Civil rights leader, pastor empower audience at UChicago event to make a difference

As the Rev. Dr. Otis Moss Jr. spoke at the University of Chicago’s annual commemoration of Martin Luther King Jr., the civil rights leader encouraged the audience to recognize their potential to make an impact. “We can, we must, we will make a difference!” rang out a chorus, in unison.

“This is our role, our responsibility, and our mission: to consciously and unconsciously keep doors open, to keep the liberation thrust going, to carry on the transformation and revolution, even when you are not conscious of it,” said Moss Jr., a pastor who has been an activist and advocate for social justice for more than 60 years.

Moss Jr. and his son, the Rev. Dr. Otis Moss III delivered keynote addresses on Jan. 28 at Rockefeller Memorial Chapel, where King himself spoke both in 1956 and 1959. In his remarks, Moss Jr., who was a close associate and friend of Dr. King’s, underscored an important lesson from King’s life: One’s actions, however small they may seem, can ripple into the future in unforeseen ways.

“You don’t know how much power you have,” he said, asking everyone in attendance to look down at their own hands. “These are the hands of God. When anybody asks you: ‘Where is the liberation? Where is the revolution? Where is the salvation?’ It’s in your hands.”

Since it began in 1990, UChicago’s annual commemoration honoring the life and legacy of Dr. King has featured prominent speakers, including President Barack Obama, educator/activist Angela Davis and the Rev. Jesse Jackson—who was in the audience this year. The event also provided an opportunity to recognize the recipients of this year’s Diversity Leadership Awards, given to UChicago faculty, alumni and staff who have made a significant impact in advancing diversity and social justice.

During Moss Jr.’s remarks, he passed on to his son a copy of Dr. King’s Where Do We Go From Here containing a personal note from Dr. King. The book had inspired Moss III since he was a child. In his own keynote, Moss III referenced a 1967 service at his father’s church led by Dr. King, who discussed a biblical passage about someone in need knocking on your door at midnight.

“Think of a knock at America’s midnight. The light of the mythic dawn has been replaced by the darkening skies of America’s refusal to face her history and pull back the veil of social dysfunction lurking beneath our democracy,” said Moss III, the senior pastor of Trinity United Church of Christ in Chicago.

“It’s midnight when children are caged and mothers weep. The same nation that prides itself in prosperity in economic realm is the same nation where it’s easier to purchase a gun than a child to get a scholarship to college. There is a man knocking at midnight on the door of a home that he believes should be open.”

Moss III has dedicated his career to advancing the cause of civil rights and social justice, and he received a 2016 NAACP Image Award in recognition of his work.

The despair at midnight is not the end of the story, of course.
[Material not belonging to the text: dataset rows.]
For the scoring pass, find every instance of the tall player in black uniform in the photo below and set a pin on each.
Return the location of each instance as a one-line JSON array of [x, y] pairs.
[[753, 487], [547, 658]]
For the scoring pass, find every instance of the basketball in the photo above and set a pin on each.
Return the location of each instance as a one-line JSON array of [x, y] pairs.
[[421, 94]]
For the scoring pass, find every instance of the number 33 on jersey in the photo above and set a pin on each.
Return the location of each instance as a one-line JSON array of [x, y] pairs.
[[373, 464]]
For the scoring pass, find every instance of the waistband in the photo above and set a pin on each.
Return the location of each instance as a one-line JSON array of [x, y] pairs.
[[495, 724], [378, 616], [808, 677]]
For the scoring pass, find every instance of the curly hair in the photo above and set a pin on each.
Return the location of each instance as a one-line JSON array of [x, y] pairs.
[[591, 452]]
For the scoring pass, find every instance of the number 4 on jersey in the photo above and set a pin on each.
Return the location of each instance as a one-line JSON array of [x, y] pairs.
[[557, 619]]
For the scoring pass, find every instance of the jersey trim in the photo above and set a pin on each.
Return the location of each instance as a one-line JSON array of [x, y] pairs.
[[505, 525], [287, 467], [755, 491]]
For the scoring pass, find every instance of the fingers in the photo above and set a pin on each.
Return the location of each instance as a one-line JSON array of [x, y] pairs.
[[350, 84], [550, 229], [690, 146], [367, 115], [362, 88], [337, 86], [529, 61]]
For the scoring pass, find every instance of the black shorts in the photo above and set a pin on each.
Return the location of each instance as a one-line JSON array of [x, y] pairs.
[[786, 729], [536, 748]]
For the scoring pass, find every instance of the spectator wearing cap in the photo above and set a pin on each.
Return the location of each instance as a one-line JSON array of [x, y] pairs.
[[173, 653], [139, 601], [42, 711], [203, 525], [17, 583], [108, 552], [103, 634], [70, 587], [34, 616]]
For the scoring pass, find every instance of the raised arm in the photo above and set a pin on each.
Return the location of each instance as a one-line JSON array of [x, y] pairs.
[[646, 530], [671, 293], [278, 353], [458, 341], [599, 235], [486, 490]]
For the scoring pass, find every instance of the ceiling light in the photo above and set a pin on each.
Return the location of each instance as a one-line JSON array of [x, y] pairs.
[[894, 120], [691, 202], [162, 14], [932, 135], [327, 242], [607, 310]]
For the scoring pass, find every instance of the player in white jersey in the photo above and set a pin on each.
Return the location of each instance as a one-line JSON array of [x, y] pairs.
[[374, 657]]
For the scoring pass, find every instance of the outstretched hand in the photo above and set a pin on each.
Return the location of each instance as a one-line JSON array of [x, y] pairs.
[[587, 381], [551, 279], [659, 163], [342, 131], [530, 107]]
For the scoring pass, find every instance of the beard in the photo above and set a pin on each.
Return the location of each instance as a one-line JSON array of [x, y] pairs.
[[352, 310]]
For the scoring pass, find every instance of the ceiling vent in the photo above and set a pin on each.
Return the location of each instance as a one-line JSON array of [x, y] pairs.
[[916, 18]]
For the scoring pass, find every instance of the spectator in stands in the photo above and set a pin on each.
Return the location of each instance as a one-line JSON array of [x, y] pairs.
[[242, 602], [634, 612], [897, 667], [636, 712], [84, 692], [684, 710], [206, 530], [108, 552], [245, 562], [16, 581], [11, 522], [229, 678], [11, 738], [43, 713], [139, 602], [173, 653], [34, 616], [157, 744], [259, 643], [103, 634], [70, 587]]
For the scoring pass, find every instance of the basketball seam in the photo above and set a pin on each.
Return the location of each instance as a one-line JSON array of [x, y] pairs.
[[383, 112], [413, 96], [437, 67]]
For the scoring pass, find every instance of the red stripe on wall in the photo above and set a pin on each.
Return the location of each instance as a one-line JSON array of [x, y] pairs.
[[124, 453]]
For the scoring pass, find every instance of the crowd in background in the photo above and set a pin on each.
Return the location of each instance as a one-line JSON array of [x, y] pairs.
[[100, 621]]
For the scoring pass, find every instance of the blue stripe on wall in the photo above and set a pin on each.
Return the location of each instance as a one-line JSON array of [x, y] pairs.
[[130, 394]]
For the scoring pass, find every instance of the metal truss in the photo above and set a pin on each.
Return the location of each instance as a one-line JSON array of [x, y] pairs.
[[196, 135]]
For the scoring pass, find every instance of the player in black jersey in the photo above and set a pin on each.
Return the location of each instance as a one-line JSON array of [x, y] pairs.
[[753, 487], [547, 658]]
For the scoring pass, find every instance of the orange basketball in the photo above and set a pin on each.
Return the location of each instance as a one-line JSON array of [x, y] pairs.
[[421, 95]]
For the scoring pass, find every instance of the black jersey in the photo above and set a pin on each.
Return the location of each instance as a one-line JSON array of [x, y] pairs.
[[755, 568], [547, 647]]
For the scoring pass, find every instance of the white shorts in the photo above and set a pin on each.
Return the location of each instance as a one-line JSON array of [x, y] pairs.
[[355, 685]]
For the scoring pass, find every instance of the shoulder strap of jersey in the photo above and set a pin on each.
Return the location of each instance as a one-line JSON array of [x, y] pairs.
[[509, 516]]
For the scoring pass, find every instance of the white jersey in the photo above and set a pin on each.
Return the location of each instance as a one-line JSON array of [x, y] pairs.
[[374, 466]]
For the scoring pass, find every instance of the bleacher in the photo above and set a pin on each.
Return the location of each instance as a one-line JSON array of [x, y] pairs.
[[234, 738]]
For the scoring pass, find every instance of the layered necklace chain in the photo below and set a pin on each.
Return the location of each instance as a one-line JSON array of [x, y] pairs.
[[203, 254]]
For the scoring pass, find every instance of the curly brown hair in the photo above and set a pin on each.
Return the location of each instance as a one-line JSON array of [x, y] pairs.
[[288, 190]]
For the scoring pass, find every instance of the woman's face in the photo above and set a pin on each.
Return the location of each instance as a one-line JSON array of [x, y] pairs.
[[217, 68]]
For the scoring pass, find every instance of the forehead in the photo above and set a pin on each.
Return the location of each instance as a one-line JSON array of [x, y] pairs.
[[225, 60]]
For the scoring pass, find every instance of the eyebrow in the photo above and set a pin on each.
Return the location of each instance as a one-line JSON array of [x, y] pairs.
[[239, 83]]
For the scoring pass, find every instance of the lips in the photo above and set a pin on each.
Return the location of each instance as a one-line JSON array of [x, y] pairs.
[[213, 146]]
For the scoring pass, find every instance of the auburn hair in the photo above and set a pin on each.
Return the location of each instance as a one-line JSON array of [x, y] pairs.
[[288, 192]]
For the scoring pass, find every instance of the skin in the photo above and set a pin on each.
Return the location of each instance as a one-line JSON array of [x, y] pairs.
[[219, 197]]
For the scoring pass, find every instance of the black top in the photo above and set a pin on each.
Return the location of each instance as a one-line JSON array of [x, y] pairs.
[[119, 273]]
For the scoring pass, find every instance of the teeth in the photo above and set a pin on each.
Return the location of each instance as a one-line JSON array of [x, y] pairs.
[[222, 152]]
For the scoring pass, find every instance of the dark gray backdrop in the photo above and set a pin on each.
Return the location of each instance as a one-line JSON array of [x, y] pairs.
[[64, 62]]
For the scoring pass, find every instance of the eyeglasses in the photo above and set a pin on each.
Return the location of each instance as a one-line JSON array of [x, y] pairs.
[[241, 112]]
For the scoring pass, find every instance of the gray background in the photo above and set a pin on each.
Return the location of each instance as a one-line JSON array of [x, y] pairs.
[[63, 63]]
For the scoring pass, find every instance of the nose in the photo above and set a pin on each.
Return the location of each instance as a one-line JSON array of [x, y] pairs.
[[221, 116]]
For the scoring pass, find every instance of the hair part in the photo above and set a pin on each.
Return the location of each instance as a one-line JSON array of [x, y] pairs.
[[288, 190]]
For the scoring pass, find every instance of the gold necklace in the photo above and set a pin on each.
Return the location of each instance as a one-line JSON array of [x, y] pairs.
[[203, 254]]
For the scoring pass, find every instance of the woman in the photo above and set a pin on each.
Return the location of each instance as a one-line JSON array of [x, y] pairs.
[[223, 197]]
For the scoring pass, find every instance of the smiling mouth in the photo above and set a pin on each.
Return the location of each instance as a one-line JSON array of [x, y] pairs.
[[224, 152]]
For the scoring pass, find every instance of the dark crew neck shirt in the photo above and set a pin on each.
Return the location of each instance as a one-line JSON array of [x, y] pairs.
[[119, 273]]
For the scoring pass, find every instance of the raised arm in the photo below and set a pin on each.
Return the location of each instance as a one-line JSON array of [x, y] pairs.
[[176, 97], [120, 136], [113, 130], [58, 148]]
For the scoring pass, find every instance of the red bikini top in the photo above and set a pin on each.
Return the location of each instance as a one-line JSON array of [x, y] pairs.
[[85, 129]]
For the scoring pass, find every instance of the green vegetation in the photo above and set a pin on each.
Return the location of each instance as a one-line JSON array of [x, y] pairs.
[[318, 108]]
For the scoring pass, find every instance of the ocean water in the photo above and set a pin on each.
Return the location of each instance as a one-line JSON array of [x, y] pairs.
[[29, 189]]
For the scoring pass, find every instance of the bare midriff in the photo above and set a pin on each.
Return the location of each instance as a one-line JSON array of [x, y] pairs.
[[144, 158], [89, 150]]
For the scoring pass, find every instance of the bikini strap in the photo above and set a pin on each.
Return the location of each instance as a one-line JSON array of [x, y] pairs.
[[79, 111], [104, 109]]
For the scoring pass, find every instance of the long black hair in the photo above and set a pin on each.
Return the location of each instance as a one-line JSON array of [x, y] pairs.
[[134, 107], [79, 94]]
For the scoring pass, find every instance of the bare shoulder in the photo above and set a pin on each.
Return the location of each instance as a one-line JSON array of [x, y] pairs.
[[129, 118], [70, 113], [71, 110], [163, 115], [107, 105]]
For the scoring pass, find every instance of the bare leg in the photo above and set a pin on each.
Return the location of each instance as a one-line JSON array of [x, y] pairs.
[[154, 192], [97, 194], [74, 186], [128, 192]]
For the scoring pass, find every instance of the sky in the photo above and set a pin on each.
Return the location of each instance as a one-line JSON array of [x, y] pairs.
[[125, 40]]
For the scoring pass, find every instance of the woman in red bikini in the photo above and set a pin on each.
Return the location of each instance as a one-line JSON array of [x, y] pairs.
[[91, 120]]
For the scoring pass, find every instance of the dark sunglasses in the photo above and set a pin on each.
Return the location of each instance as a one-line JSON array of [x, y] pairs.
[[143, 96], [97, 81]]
Moss III went on to describe the life of Robert Smalls, an African enslaved in the South who hijacked a Confederate warship, became the first African American captain in the Union Army, bought the plantation where he had been a slave, started four schools, ran for Congress—and won.

“So do not tell me what we cannot do,” Moss III intoned, adding he forgot to tell us a few things.

“It may be dark, but the bad news is, it’s midnight. And the good news is, it’s midnight. You need to understand that anytime it’s midnight, that means that morning has already come,” he said. “We shall overcome, because King was right: No lie can live forever.”